Children learn in so many different ways and some of them learn by observance, watching a touch on the soccer ball, a behind the back dribble, or just keeping your heels down when trying to smear your climbing shoe on steep piece of rock.  “We learn to predict (think about) our movements before we execute them (move) so that we control them better (Flanagan, Vetter, Johansson, & Wolpert, 2003). This ability suggests that all motor activity is preceded by quick thought processes that set goals, analyze variables, predict outcomes, and execute movements.” Pulling this off requires widespread connections to all sensory areas and culminates in the brain’s cerebellum, which controls balance, movement and coordination.  Maybe I can do that and viola, it’s copied, practiced and improved on.  Others have to have that coach or counselor to help them through those steps and again practice until confident on their own.  And some may never get to that skill set, so we have to figure out what skills that child does have.  One camper may be able to climb like a monkey on the wall but is deathly afraid of heights 20 feet off the ground.  Another camper may flail on the wall but slowly makes it to the top.  They both have much to learn and through trial and error, they can see one another gaining more skills as they try for new levels of achievement each time.

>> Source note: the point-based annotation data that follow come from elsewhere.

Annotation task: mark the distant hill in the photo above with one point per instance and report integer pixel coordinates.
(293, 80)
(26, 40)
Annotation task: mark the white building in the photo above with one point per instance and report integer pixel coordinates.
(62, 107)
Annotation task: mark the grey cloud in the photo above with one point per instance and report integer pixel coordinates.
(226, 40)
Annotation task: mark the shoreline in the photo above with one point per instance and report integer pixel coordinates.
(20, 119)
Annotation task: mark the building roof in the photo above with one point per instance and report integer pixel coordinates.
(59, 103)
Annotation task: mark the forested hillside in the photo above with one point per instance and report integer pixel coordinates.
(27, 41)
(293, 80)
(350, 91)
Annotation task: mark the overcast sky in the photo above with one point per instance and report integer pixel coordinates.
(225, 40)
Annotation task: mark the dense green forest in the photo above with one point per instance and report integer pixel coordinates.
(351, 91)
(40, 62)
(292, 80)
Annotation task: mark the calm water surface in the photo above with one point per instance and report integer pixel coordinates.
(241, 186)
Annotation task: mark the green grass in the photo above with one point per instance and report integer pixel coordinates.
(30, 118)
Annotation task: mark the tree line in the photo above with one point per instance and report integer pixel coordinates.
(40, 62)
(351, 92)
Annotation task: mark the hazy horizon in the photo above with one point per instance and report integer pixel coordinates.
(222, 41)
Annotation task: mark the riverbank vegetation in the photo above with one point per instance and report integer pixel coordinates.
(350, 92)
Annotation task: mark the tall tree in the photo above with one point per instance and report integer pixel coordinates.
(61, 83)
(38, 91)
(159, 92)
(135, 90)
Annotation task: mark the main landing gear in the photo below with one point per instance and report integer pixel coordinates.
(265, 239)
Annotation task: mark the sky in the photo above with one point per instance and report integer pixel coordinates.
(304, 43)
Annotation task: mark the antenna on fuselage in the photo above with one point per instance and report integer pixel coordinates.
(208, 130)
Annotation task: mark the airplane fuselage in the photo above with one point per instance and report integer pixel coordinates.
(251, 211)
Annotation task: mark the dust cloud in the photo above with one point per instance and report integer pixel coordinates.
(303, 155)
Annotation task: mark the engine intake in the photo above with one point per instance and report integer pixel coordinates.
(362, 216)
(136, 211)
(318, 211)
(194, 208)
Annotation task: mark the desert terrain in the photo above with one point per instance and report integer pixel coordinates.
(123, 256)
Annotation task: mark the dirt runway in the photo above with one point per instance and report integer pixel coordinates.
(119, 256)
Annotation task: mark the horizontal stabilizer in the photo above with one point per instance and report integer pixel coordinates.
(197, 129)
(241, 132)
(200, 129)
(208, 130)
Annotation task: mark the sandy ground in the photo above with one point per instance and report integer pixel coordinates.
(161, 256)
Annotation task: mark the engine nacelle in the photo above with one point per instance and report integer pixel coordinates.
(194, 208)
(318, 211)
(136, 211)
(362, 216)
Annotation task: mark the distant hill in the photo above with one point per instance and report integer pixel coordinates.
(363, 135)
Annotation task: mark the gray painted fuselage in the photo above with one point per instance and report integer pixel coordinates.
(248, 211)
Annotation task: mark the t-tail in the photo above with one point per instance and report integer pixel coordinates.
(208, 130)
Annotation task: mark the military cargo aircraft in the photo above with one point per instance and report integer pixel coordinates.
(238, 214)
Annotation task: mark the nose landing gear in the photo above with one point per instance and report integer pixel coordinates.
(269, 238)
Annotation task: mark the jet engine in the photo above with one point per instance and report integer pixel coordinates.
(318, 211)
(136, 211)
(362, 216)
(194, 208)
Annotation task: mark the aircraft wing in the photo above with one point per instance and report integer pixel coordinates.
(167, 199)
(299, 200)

Fri MA 146The good news is that movement and athletic endeavors are good for mind, body and soul.  People who exercise have far more cortical mass than those who don’t. Simple biology supports an obvious link between movement and learning. Oxygen is essential for brain function, and enhanced blood flow increases the amount of oxygen transported to the brain. Physical activity is a reliable way to increase blood flow, and hence oxygen, to the brain.  We all benefit from play!

Camp is a great place where failure or feeling like a loser most always leads to success because we can try again and again.  Gwynn Valley is a trusting environment where we achieve growth in our activities under the guidance of a mature and caring staff.  That is what we do best with a constant eye on those playing on the fields or out in the field. We make sure that camp includes all levels of fair play and in the end we all win.  Inclusive – I like that word.